Toymaker Pop Mart slumped 7.7 per cent to HK$255 after JPMorgan downgraded its shares to neutral, citing a lack of catalysts and an unattractive valuation. Search-engine giant Baidu fell 2.4 per cent to HK$112.30, while logistics firm ZTO Express declined 1.6 per cent to HK$146.60 and home appliance maker Midea Group slid 1.3 per cent to HK$84.80.
Limiting losses, bottled-water producer Nongfu Spring jumped 3.4 per cent to HK$54, while electric-car maker BYD added 1.4 per cent to HK$106. Online-game provider NetEase advanced 1.3 per cent to HK$239.40, and e-commerce company Alibaba Group Holding rose 0.7 per cent to HK$152.20.
US-China talks in Madrid entered a second day on Monday, with discussions centred on trade issues and the fate of ByteDance’s TikTok, which faces a deadline for a deal to keep operating in the United States. US President Donald Trump told reporters on Sunday that the negotiations with China were “going fine”, adding that TikTok’s fate depended on China’s actions.

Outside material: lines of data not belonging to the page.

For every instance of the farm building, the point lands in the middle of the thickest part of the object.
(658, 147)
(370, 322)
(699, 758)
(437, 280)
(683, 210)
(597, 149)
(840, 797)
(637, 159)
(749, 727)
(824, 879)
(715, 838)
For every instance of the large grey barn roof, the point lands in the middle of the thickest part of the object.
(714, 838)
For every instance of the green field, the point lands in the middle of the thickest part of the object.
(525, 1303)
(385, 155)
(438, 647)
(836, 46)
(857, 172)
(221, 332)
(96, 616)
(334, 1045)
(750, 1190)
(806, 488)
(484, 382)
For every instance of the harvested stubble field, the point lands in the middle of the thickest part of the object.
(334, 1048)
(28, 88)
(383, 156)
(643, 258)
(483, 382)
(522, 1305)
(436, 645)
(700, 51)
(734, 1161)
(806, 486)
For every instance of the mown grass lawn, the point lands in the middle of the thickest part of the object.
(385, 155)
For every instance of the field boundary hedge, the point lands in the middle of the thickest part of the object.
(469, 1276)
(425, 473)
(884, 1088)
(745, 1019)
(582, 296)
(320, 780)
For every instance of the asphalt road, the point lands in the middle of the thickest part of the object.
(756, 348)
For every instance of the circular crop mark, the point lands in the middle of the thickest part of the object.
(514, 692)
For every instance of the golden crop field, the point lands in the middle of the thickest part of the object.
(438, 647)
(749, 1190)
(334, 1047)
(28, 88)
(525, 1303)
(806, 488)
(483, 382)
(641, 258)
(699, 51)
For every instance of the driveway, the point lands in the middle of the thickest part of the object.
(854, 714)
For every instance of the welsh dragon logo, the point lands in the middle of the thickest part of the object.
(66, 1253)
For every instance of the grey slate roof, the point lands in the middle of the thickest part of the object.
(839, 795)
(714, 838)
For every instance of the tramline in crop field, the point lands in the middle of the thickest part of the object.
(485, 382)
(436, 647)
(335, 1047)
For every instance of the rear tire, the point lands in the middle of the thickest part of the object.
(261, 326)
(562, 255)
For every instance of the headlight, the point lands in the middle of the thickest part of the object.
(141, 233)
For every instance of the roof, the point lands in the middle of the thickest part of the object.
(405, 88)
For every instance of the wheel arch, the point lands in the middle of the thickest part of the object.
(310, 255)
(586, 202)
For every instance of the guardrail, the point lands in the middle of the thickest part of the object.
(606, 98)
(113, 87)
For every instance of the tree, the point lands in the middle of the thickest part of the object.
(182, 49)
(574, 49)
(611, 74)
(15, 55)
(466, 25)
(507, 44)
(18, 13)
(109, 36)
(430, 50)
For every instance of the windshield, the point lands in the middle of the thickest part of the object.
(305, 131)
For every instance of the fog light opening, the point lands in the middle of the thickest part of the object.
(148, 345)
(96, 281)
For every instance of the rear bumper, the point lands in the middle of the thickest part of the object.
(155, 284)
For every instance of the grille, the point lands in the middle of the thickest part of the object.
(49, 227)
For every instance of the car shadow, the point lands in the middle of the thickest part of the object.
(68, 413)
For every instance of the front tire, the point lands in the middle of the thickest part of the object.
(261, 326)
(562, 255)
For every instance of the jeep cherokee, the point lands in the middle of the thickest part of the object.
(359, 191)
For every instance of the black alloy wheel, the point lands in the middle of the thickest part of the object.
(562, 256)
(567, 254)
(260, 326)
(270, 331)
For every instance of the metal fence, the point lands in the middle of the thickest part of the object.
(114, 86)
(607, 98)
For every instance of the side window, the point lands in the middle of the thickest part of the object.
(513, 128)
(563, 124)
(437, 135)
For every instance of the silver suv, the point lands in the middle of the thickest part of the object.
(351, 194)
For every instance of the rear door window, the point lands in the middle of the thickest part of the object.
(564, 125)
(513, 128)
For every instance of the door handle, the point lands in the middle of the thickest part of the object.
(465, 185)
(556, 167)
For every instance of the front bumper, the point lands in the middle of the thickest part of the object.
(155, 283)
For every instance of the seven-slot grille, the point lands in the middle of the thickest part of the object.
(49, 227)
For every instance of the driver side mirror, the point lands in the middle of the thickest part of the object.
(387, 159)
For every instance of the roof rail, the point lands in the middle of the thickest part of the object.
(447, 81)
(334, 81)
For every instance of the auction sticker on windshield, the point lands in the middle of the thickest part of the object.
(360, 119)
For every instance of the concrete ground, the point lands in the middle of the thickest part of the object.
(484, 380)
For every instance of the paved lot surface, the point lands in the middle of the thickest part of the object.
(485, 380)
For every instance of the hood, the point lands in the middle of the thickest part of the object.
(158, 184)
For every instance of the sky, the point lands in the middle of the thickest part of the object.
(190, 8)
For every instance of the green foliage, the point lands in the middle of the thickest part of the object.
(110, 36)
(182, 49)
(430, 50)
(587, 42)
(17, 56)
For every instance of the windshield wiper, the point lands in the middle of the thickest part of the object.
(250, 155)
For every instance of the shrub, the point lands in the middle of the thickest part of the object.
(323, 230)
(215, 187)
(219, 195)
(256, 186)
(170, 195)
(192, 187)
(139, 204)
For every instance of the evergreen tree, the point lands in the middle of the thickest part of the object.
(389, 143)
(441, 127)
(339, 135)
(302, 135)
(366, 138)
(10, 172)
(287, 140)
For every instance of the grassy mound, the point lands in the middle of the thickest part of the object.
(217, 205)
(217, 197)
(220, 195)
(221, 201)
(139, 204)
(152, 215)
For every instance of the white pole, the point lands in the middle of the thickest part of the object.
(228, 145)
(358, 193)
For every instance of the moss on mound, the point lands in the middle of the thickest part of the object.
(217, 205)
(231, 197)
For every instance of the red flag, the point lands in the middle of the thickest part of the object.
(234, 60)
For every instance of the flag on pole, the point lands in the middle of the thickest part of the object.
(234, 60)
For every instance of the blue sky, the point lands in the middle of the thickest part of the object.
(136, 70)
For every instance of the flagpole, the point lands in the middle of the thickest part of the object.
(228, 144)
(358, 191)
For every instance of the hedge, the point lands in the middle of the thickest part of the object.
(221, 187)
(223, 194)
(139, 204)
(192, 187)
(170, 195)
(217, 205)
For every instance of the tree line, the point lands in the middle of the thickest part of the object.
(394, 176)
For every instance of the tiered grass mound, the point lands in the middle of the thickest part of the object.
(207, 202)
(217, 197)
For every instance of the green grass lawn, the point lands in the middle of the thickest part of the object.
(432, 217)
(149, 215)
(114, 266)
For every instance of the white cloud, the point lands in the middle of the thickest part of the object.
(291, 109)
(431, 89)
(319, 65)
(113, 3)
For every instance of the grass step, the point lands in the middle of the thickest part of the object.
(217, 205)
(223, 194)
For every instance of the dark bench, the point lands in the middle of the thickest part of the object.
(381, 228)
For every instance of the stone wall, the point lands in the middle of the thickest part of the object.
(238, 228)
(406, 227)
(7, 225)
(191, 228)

“Markets see the outline – tariffs sharpened, sanctions dangled, chips weaponised, social-media apps turned into hostages,” said Stephen Innes, a managing partner at SPI Asset Management in Bangkok. “Madrid is less about finding common ground than testing which side blinks first before Trump and [China President] Xi Jinping step onto a bigger stage. For traders, this isn’t background noise. It’s the tectonic friction that could jolt currencies, equities and tech supply chains in the weeks ahead.”